USA: 2020 privacy legislation - Part 1: New York and California
In this two-part Insight series, James Snell, Marina Gatto, Zachary Watterson, Nathan Duletzke and Kayla Lindgren, of Perkins Coie LLP, provide an overview of the evolution of consumer privacy legislation in in the US in 2020, including a recap of the bills that failed, and an overview of the privacy-related bills that remain pending. In this first part, they outline and analyse state consumer protection and contact tracing bills in New York and California, whilst Part 2 focuses on the same categories of legislation in other US states.
With the passage of the California Consumer Privacy Act of 2018 ('CCPA'), many speculated that the advent of broad privacy legislation would be imminent. At the start of this year over a dozen states had introduced omnibus consumer privacy bills and more than half of all states had introduced at least one sector-specific privacy bill. More recently, however, many of those bills failed to pass and the number of pending privacy bills across the US has drastically declined. The unexpected global pandemic has certainly contributed to the decline in pending privacy legislation. In response to COVID-19, legislatures adjourned sessions, tabled bills, and shifted priorities away from privacy legislation. Global pandemic aside, it appears that privacy legislation is nevertheless relatively hard to pass. Despite changes to many legislative agendas, however, consumer privacy legislation remains pending in a handful of states, and at least one state—California—will have a comprehensive consumer privacy initiative on the November 2020 ballot.
Despite the push by many states at the beginning of this year to enact privacy legislation, California currently stands out as the only state that will likely pass a comprehensive privacy bill to appear on the ballot this November— the California Privacy Rights Act ('CPRA'). Currently, only four states maintain any form of pending omnibus privacy legislation: California, Illinois, New Jersey, and New York. The following is a summary of New York and California's pending consumer protection legislation, whilst Illinois and New Jersey's bills are analysed in Part 2.
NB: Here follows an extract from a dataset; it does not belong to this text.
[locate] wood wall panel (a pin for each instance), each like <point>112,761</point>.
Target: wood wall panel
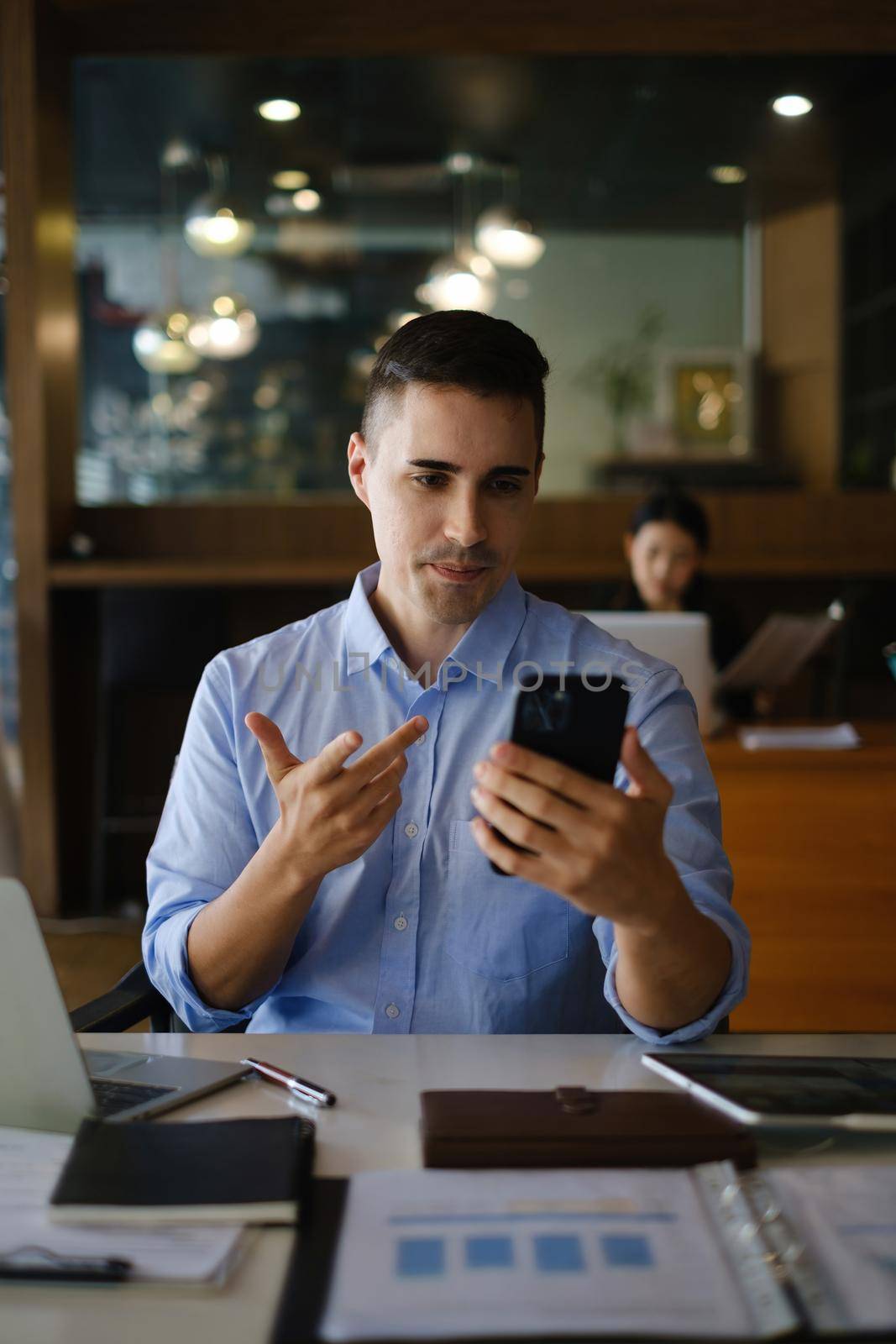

California's omnibus consumer privacy statute, the CCPA, took effect 1 January 2020, and the California Attorney General began enforcing the statute on 1 July 2020. Even though there is still much uncertainty surrounding this statute, and the implementing regulations were approved only recently on 14 August 2020 by the Office of Administrative Law, California will have another omnibus consumer privacy initiative on the November 2020 ballot—the CPRA. There is also pending legislation which seeks to amend certain provisions of the CCPA.
The CPRA is an omnibus consumer privacy initiative that, if enacted by the State's voters, would amend the CCPA in significant ways, some of which are discussed below.
The CPRA would go beyond the CCPA and extend additional rights to consumers, including the right to correct inaccurate information and the right to limit use and disclosure of sensitive personal information. The CPRA could also require businesses to place two clear and conspicuous links on their website homepage: a 'Do Not Sell or Share My Personal Information' link and a 'Limit the Use of My Sensitive Personal Information' link, where applicable.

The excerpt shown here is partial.